RANUNI performs unexpectedly for specific seed values (9.4 m6)

kdcheek · Posted 09-22-2021 11:37 PM

For a class with group assignments, I wish to match groups randomly to serve as peer reviewers for other groups. Specifically I wish to randomly match two peer reviewer groups to each project group. Each peer reviewer group will then also have groups randomly assigned to review it. I have written a basic DATA step with nested SET statements to perform this matching. As a seed value for the RANUNI function I have simply chosen the week of the term for which a particular set of pairings applies - so that I can replicate the pairings at a later date if I so choose. (Full code attached.)

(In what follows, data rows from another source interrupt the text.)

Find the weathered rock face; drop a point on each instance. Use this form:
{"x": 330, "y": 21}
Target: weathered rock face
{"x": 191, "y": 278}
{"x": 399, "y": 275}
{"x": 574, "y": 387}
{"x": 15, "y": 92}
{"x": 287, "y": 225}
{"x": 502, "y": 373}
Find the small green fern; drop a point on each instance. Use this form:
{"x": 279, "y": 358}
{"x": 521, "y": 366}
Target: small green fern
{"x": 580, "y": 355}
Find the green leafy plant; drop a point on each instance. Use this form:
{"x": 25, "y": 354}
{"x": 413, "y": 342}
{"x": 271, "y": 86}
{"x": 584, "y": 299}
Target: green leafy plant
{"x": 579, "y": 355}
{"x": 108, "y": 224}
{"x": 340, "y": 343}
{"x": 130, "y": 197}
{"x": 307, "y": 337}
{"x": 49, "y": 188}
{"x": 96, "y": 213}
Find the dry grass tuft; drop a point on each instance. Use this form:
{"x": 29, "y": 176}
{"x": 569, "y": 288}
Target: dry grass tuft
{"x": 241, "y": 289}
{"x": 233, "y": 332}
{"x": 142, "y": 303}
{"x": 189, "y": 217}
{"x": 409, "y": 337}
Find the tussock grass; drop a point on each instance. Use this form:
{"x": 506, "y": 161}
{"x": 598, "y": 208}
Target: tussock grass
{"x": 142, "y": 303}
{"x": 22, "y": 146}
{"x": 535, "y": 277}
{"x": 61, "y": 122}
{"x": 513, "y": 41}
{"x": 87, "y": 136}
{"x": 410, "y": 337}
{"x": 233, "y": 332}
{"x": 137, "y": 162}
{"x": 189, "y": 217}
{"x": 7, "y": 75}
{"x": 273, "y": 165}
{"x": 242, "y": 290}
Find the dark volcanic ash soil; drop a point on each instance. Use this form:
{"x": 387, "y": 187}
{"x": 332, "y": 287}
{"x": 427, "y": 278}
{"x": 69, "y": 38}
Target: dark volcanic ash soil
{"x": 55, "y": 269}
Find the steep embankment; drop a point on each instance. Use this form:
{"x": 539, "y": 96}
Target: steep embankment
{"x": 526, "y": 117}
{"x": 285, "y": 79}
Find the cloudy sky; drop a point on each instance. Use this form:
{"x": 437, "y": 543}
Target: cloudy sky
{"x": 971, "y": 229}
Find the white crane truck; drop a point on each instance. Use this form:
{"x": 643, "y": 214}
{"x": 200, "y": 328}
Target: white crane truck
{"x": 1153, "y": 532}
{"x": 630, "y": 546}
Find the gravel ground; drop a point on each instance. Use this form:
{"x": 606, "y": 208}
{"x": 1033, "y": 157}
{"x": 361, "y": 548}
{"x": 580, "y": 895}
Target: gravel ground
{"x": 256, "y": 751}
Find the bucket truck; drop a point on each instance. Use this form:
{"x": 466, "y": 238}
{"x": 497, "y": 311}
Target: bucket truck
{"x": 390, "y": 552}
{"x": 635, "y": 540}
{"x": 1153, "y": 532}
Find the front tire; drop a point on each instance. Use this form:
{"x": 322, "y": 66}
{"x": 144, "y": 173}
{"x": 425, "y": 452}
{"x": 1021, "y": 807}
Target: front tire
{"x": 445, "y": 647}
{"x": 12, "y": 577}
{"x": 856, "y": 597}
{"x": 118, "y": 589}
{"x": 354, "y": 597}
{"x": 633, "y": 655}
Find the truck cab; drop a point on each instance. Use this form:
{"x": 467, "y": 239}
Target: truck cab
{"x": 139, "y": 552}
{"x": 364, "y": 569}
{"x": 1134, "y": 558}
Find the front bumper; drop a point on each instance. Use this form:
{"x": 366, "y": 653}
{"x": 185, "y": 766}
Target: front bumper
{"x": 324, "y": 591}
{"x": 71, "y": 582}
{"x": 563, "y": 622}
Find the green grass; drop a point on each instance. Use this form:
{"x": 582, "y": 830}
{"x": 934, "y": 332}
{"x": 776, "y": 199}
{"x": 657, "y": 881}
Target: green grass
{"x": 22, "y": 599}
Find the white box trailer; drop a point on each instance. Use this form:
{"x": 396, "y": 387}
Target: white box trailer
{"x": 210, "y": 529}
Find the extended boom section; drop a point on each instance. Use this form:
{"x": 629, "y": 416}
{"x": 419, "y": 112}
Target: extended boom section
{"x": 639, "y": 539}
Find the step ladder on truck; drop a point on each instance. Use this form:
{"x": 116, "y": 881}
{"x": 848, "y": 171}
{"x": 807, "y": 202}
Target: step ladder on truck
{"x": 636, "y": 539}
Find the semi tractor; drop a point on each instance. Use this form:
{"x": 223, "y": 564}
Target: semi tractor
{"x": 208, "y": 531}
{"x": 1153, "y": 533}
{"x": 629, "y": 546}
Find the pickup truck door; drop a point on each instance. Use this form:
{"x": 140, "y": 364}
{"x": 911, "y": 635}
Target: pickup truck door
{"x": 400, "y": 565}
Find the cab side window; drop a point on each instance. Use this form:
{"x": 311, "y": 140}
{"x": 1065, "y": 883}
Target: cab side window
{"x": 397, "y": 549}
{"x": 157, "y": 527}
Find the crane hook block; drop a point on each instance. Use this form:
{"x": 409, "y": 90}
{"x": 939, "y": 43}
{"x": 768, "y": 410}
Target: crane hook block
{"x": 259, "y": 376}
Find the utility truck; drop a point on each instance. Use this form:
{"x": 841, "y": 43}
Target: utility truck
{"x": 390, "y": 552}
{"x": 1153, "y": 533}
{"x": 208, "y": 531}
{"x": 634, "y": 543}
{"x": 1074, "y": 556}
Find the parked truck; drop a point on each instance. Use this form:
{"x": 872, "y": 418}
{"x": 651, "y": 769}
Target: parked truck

After a few uses I noticed that for some seed values the DATA step ended before every group had peers assigned to it. For seeed=1 the results actually vary from run to run. For most seed values, though, it works as expected. I replaced the RANUNI function with the new RAND function (with which I am not very familiar) and the DATA step seems to run without any issues for every seed value I have tested.

I have pored over the code and cannot find the source of the issue. I am here hoping that more skilled coders than me might help. (As an aside: there may be better ways to frame the sample process, or better ways to ensure randomness. I am happy to open separate threads on those issues if appropriate. But for this thread I am specifically interested in the behavior of RANUNI.)

ballardw · Posted 09-23-2021 12:13 AM

Your code attachment didn't make it.

Instead of an attachment, copy the text from your editor, open a code box using the little "running man" above the message box and then paste the code in the box.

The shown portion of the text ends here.